Her home, a comfortable and eye-catching study in contrasts, is filled with an eclectic mix of antiques and more modern pieces. The kitchen is a prime example. One corner holds a Hoosier cabinet she stripped, sanded and painted white. The original brick chimney rising above a gas fireplace is decorated with an old oxen harness from Austria, an antique bellow and English horse brasses. An English miner's lamp dating from the 1880s sits atop the white Shaker-style cabinetry.
The room's modern components are metal bar stools Etschmaier found on eBay and the sleek, stainless steel hood that hangs above the stainless-steel Kenmore Elite stove.
The dining room, painted a bold, rusty red, is more traditional. A glass china closet in front of an old hearth holds Etschmaier's beloved collection of antique perfume bottles, tea cups and match strikers. A turn-of-the-century light fixture she found at Royal York Auction Gallery illuminates the rosewood table.
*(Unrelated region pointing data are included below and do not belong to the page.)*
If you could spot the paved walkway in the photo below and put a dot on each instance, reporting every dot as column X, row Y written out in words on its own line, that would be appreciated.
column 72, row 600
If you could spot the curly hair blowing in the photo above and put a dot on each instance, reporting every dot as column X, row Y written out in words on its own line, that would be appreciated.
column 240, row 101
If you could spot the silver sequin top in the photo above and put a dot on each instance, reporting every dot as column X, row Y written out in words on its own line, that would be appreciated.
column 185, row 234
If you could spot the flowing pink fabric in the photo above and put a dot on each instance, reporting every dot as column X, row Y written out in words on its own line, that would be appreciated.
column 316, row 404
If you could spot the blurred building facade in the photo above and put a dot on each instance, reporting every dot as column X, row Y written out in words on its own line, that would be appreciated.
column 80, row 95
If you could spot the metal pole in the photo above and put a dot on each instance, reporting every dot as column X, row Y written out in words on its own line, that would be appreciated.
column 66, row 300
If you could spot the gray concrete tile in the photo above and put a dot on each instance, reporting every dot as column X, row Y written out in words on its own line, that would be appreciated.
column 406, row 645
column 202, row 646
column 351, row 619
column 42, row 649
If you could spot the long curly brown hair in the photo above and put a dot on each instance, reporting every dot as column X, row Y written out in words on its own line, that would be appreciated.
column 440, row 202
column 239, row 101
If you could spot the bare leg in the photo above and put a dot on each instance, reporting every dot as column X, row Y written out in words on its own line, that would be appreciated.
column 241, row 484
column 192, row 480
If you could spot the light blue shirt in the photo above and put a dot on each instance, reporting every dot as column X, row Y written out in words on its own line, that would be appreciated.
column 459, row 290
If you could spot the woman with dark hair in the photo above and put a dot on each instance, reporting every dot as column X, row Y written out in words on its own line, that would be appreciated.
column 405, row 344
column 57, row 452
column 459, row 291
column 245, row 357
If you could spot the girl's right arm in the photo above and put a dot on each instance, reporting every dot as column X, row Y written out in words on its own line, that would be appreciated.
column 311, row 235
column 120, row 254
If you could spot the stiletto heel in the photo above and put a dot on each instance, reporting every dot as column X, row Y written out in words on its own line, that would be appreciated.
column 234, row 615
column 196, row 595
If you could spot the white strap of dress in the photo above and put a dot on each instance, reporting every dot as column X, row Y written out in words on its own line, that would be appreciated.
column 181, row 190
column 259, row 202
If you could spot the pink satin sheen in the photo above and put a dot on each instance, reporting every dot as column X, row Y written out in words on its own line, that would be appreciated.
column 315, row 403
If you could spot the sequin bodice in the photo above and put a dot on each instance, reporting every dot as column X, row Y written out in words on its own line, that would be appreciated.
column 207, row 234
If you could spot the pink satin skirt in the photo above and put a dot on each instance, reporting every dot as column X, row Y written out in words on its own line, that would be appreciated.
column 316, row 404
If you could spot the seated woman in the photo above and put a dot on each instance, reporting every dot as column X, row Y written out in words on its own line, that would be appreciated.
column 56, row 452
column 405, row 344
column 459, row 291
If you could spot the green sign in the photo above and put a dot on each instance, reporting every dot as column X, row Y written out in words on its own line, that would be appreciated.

Soft green walls, honey-colored pine floors and 12-foot ceilings lend an air of elegance to the formal living room, which is decorated with a vintage carousel horse from England and old-time family photos. More family photos hang in a small alcove leading to the dining room, dubbed "the Salon."
Etschmaier's understated touch continues on the outside. A nasty tangle of weeds and tree roots just six years ago, the front yard today is an eye-catching cocoon of color and texture. Here, red and white roses, bee balm and hydrangeas intermingle with verbena, astragalus and lots of hosta and daisies.
"There's something flowering every time of the year," she says.
The landscaped courtyard at the rear of the house, off the clematis-draped back porch, is even more impressive. A large herb garden dotted with showy, fragrant lavender lies to the right of the steps, and an arbor facing Foster Street hangs heavy with trumpet vine.
The focal point is a large pond surrounded by containers full of geraniums and dairies and adorned with a contemporary steel sculpture by Alexandra.
"When we first moved in, we couldn't get anything to come up," says Etschmaier, shaking her head at the memory. "Then we cut down two maples and whoosh! Everything grows."
That also describes her love for the neighborhood, which she maintains gets better every year.
"Every crummy building is being taken over and restored," she says.
Etschmaier's experience is hardly an isolated one, says Sandy DeTemple, a tour committee member who has lived in Lawrenceville for more than 30 years.
"People come and just fall in love, and after that have 80 or 90 new best friends."